Single by John Farnham & Human Nature

from the album Anthology 1 and Counting Down
- Released: 1997
- Genre: Pop
- Length: 4:47
- Label: Sony BMG, RCA, Gotham
- Songwriters: Gregg Sutton, Shelly Peiken
- Producers: Ross Fraser, John Farnham & Andrew Klippel

John Farnham & Human Nature singles chronology
| "All Kinds of People" (1997) | "Everytime You Cry" (1997) | "Trying to Live My Life Without You" (2000) |

Human Nature singles chronology
| "Whisper Your Name" (1997) | "Everytime You Cry" (1997) | "People Get Ready" (1997) |

= Everytime You Cry =

"Everytime You Cry" is a song by John Farnham and Human Nature. It was released as the lead single from John Farnham's Anthology 1 and also included on Human Nature's 1999 album, Counting Down. It was nominated for the 1998 ARIA Music award for Highest Selling Single but lost to The Living End's Second Solution / Prisoner of Society. It peaked at No. 3 on the ARIA Singles Chart. "Everytime You Cry" is Human Nature's highest-charting single in Australia.

The song was originally recorded during sessions for Romeo's Heart but left unfinished. It was finished for Anthology 1 with additional backing vocal overdubs from Human Nature, who recorded their vocals in London.

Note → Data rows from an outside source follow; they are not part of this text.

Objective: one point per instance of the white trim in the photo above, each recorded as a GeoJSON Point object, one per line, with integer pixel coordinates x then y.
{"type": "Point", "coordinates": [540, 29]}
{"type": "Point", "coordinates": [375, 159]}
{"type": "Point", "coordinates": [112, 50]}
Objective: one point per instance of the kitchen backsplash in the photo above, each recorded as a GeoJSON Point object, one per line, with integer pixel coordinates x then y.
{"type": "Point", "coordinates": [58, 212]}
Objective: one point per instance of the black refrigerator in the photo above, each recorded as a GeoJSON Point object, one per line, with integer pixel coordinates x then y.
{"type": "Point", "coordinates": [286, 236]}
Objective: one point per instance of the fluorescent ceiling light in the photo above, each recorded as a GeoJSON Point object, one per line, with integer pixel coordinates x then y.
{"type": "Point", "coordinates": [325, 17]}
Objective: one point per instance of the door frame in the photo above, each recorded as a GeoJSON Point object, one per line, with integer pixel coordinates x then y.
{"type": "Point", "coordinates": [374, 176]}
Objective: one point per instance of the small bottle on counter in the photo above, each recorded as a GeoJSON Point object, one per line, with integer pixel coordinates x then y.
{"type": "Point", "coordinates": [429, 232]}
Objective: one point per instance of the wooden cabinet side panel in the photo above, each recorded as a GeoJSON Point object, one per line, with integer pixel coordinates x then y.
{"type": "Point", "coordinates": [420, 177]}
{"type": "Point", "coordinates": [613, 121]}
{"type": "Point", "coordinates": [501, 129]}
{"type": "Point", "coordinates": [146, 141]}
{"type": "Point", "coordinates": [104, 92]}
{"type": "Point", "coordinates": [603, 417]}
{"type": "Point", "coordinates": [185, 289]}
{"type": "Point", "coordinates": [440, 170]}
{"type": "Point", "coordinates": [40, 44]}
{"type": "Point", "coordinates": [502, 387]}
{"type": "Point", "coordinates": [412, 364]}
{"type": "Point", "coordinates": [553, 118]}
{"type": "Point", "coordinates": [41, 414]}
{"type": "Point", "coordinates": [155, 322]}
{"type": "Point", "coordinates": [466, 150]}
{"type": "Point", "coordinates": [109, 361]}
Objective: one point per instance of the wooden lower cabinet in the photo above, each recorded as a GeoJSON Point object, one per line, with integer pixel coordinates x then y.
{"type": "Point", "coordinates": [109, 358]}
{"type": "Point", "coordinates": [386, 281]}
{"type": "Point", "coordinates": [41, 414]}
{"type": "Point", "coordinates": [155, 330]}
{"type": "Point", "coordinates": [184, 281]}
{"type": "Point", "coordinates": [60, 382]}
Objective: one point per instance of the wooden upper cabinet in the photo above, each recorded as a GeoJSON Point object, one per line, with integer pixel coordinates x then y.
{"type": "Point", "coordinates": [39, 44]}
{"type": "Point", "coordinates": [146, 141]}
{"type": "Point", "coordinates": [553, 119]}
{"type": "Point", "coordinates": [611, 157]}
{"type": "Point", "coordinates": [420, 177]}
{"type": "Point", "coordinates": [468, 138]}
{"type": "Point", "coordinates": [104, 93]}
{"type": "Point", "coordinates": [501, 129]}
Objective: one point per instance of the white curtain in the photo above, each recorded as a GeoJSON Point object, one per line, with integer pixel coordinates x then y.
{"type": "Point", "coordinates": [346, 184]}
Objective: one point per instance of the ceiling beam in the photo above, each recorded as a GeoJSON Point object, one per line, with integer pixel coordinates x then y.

It was nominated for an ARIA Award in 1998, for highest selling single.

==Track listing==
The CD single was released in 1997.
1. "Everytime You Cry" performed by John Farnham & Human Nature
2. "Everything Is Out of Season" performed by John Farnham
3. "You're the Voice" (swing version) performed by John Farnham with Melbourne Symphony Orchestra.

==Music video==
The video had a retro feel, with a family watching Farnham and Human Nature performing the song on a television set, whilst eating a meal.

==Charts==
===Weekly charts===

| Chart (1997–1998) | Peak position |
|---|---|
| Australia (ARIA) | 3 |
| Germany (GfK) | 84 |

===Year-end chart===

| Chart (1997) | Position |
|---|---|
| Australia (ARIA) | 28 |

==Certifications==

| Region | Certification | Certified units/sales |
| Australia (ARIA) | Platinum | 70,000^{^} |
^{^} Shipments figures based on certification alone.